Movie Review: Rachel Getting Married
Rating: R (Language and brief sexuality)
Length: 113 minutes
Release Date: Oct 3, 2008
Directed by: Jonathan Demme
Genre: Drama, Romance
Stars: 4 out of 5
Weddings are supposed to be happy and joyous occasions. Yet, filmmakers prefer to focus on interpersonal conflicts festering within families, which invariably find an outlet during such joyous and emotional occasions. Surprisingly, such a film invariably tends to enhance our faith in the power of familial bonding to overcome all odds. Jonathan Demme's "Rachel Getting Married" gives us a peek into an outwardly happy family that is completely dysfunctional from within. From such a gloomy premise, the movie leads us through a chaotic, humorous, and thought-provoking journey to an ending that we all can easily identify with.

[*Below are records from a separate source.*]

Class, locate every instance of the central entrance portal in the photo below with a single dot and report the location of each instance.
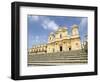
(60, 48)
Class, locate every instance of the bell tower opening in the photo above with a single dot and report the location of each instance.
(69, 49)
(60, 48)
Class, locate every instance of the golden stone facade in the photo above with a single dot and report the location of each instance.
(60, 41)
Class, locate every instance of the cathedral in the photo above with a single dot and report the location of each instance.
(60, 41)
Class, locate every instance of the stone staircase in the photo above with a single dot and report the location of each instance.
(59, 58)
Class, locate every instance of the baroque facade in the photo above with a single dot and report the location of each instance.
(60, 41)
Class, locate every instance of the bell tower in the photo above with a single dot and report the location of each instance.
(75, 38)
(75, 30)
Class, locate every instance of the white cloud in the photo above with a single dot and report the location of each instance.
(46, 23)
(49, 24)
(35, 18)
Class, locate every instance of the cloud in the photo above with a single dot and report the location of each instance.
(35, 18)
(46, 22)
(39, 39)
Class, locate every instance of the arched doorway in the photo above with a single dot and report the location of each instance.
(60, 48)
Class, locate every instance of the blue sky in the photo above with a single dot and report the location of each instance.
(39, 27)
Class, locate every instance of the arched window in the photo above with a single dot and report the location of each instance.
(60, 36)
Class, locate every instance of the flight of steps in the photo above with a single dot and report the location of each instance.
(70, 57)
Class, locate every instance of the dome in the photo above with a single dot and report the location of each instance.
(51, 33)
(62, 29)
(74, 26)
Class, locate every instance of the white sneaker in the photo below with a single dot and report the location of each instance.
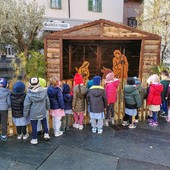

The movie begins with Kym Buchman (Anne Hathaway), a recovering alcoholic and substance abuser, coming out of court-ordered rehab for her sister's wedding. The director relies on comic interludes with a sprinkling of black humor to introduce the movie's protagonist as a sarcastic and cynical individual with an acid tongue. However, we cannot help instinctively understand that Kym's tough exterior is merely a façade concealing a vulnerable, sensitive, and desperately needy young woman.
While her family members are predictably happy at her return, they also show signs of being apprehensive about Kym's erratic behavior. This only serves to make Kym feel even more defensive and nervous when interacting with her family members. The happiness surrounding Kym's return disappears quickly, and she continues to pretend that she is totally unconcerned about what her family members think about her. Rachel feels that Kym's rehab is a manipulative attempt to gather more attention and sympathy.
Understandably, Rachel is less than amused at being forced to yield to her errant younger sibling yet again. Having been forced to play a secondary role to her younger sister despite being a model daughter herself, Rachel's outburst destroys the illusion that all members are part of a happy and content family.
Festering conflicts, petty ego issues, and deep fault lines in the family are exposed as skeletons come tumbling out of the closet. Kym fiercely brushes aside her father and stepmother's concerns and misinterprets their fears as lack of faith in her desire to overcome her addiction. She refuses to understand Rachel's point of view, and the happy occasion is totally eclipsed by spiteful remarks, snide comments, and hurtful taunts being thrown at each other.
Anne Hathaway is a revelation as a self-centered addict struggling to overcome the guilt that her addiction caused her younger brother's death.
Demme cleverly relies on humorous interludes about Rachel's groom, Sidney (Tunde Adebimpe), his family, and their eccentric friends to prevent the movie from becoming a monotonous tearjerker.
Many scenes in the movie seem to be shot by a hand-held home-movie camera. This makes audience members feel like they are guests present at the dining table during the numerous sentimental and over-the-top wedding speeches. It also gives them a voyeuristic feel during the melodramatic arguments between Kym and her family members.
Screenwriter Jenny Lumet has done a good job of not creating one-dimensional characters. Each character in the movie has certain flaws and a few redeeming qualities. This helps us understand their fears, insecurities, and emotional wounds. The family's troubles peak when Kym, instead of accepting her fault in her younger brother's death, blames her mother (Debra Winger) for not stopping her from driving when she was on a high. The confrontation ends in a sad physical altercation between the mother and daughter.
Kym crashes her car into a boulder, and the family spends a tense night worrying about her. In a beautifully shot scene, Rachel breaks down upon seeing Kym's bruised face and disheveled appearance when she returns home. In a stunning turnaround, Rachel caringly bathes Kym and asks her to be her maid of honor. Rachel's decision to forgive Kym seems difficult to believe until we realize that this is exactly how conflicts are settled in real-life families.
The movie bears a strong resemblance to Thomas Vinterberg's "The Celebration." However, the movie is not as cynical or satirical as the 1998 release. Rather, Demme lets the characters redeem themselves and uses the wedding as a backdrop to help the family members experience happiness despite past ordeals. The movie, rather wisely, does not seek a fairytale ending. Kym's conflict with her mother remains unresolved, but the family carries on, and everybody ends up having a relatively happy time at the wedding.
The wonderfully composed background score accurately reflects the mood of the characters throughout the movie. The movie ends with lots of smiles and laughter as Rachel gets married to Sidney in a glitzy and colorful Indian-style wedding. A realistic plot, sensible characterization, good direction, and superb performances by Hathaway and Winger make this movie a truly enjoyable experience.